We type the Traditional Chinese phrase “頭髮 (means “hair of head” in English) in the left text field of the WinForms application, and convert it to its corresponding Simplified Chinese characters.


The characters头发 are displayed in the right text field. It does convert the characters correctly!


Let’s clear the text fields and make another test; We type the Simplified Chinese characters 头发 in the right text field and convert it to Traditional Chinese characters.


It shows “頭發 in the left text field now. It does not convert back to the original Traditional Chinese string “頭髮” as expected!

The conversion mistake is due to the mapping relationship between Traditional and Simplified Chinese is not exactly one to one. (although it is true for most of the cases!) Multiple Traditional Chinese characters may map to a single Simplified Chinese character!

In the 1950s, Mainland China began using Simplified Chinese characters to help increase literacy. Simplified character forms were created by decreasing the number of strokes of Traditional Chinese characters. Most of the simplifications are based on popular cursive forms embodying graphic or phonetic simplifications of the traditional forms. However, some of them were simplified irregularly. Of course, there are still a large portion of the characters were not simplified, and are thus identical between the Traditional and Simplified Chinese orthographies.

Japan also simplified a number of Kanji (Chinese characters) used in the Japanese language half century ago from Kyujitai Kanji (Traditional Chinese). The new forms are called Shinjitai Kanji. The Kanji simplification in Japan in general has a lesser extent comparing to the simplification of Chinese in Mainland China. As the simplification is taken separately in Mainland China and Japan, some of the Kanji used in Japan now are neither ‘traditional nor ‘simplified’.

All of those characters (Traditional Chinese / Kyujitai Kanji + Simplified Chinese / Shinjitai Kanji) code points are included in the Unicode standard during the Han Unification process! This was rendered necessary by the fact that the linkage between simplified characters and traditional characters is not exactly one-to-one.

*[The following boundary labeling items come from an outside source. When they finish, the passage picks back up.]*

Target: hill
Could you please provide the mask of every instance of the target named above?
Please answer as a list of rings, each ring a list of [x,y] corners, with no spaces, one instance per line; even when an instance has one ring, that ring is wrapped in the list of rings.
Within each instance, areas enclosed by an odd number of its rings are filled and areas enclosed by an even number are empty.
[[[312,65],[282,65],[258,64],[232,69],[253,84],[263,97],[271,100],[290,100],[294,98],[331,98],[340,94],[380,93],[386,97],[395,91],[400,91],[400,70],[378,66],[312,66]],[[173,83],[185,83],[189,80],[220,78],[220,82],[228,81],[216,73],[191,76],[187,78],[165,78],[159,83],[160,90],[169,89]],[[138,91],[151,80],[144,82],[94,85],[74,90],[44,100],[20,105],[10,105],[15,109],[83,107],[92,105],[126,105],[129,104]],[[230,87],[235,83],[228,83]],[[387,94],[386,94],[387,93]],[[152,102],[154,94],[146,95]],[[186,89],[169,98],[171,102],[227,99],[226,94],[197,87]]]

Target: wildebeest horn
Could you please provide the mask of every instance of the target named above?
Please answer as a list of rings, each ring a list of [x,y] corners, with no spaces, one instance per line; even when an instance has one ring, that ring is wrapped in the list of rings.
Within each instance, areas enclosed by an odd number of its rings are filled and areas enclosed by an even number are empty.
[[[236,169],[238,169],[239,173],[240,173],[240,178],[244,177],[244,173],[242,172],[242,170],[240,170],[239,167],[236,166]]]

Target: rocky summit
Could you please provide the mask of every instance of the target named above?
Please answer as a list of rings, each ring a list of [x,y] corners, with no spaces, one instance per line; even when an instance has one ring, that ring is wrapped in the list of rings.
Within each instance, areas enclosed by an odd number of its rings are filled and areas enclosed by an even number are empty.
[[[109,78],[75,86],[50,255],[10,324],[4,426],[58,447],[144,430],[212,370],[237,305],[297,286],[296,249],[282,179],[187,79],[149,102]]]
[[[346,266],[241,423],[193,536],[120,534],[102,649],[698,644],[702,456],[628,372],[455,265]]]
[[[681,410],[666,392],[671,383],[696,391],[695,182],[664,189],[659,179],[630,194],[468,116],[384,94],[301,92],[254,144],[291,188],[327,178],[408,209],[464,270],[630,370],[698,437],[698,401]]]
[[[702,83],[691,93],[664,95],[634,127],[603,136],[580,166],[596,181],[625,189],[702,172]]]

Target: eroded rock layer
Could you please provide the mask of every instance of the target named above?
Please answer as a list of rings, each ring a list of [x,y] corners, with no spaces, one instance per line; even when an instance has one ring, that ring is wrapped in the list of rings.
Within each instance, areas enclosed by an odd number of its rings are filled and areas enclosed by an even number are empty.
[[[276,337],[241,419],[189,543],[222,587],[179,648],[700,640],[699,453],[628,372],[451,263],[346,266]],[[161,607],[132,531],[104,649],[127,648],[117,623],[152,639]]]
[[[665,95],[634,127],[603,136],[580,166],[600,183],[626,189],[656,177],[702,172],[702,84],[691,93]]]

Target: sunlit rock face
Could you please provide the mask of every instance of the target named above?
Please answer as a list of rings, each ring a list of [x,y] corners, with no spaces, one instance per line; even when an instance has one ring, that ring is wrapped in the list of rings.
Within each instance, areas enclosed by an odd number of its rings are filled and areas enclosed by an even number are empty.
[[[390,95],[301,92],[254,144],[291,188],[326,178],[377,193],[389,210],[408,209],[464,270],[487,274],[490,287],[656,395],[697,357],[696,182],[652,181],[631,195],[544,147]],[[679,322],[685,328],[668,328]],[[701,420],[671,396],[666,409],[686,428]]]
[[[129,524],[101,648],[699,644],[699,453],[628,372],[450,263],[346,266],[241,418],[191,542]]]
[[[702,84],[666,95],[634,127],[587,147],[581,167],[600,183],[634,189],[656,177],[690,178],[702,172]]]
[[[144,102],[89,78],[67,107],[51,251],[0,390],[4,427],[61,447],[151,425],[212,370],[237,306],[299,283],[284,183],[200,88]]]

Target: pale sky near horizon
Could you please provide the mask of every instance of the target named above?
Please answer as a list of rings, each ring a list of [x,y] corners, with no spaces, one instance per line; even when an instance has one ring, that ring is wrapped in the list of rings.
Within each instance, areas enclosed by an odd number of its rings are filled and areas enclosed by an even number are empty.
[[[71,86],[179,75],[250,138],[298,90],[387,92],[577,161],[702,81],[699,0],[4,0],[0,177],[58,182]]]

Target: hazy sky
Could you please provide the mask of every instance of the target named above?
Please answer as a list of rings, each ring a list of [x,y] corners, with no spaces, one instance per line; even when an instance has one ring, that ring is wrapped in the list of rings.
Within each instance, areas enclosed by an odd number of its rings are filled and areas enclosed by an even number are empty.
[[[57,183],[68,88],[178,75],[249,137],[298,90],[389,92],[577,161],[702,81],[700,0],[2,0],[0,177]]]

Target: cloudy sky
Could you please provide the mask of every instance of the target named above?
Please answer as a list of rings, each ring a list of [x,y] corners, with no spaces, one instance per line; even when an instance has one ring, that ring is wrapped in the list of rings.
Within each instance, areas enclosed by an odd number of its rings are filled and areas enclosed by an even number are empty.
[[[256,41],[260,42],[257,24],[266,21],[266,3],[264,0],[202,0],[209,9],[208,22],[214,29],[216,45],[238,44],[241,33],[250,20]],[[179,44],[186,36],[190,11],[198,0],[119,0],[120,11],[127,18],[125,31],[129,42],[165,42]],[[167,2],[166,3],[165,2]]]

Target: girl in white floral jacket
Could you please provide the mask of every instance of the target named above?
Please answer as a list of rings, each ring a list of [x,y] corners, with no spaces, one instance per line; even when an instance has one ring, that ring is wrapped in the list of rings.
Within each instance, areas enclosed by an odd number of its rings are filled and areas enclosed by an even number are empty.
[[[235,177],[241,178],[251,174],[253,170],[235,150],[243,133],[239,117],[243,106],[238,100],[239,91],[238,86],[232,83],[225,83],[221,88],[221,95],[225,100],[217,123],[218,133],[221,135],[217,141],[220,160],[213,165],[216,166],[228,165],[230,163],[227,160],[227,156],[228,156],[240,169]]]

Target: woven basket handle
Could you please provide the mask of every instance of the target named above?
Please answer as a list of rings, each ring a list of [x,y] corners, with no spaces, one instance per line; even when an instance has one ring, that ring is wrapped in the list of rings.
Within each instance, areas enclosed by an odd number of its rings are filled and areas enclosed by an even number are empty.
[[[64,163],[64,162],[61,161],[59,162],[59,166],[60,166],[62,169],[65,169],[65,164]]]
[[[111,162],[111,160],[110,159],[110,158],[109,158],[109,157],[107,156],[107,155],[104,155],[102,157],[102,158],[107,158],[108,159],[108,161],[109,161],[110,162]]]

This also means the existing method of machine conversion between Simplified Chinese and Traditional Chinese may have some mistakes. (Although it may incur less mistakes if we convert the characters from Traditional Chinese to Simplified Chinese) If the system were intelligent enough to translate sentences using the context, the number of mistakes would be reduced!

Comments (3)

  1. Ken says:

    Does LCMapString API do any conversion of encoding underlying?

  2. Daniel says:

    Interesting and good to know!

  3. Terry Sheng says:

    Thanks for your update. The API maps strings to and from Unicode based on the default Windows (ANSI) code page associated with the specified locale, i.e. it takes in an Unicode string and converts it to another set of Unicode string based on the dwMapFlags you have input to the API.

    In the first example I have illustrated in the blog, the input string is 頭(U+982D) 髮(U+9AEE). The dwMapFlags I have set in the API is LCMAP_SIMPLIFIED_CHINESE which implies to "map Traditional Chinese characters to Simplified Chinese characters". The output of the string is, thus, the simplified form of the input string, i.e. 头(U+5934)发(U+53D1). Please note the change of the output Unicodes!

    The API not only converts between Traditional Chinese and Simplified Chinese or vice versa, but also some other set of characters e.g. Japanese Hiragana and Japanese Katakana.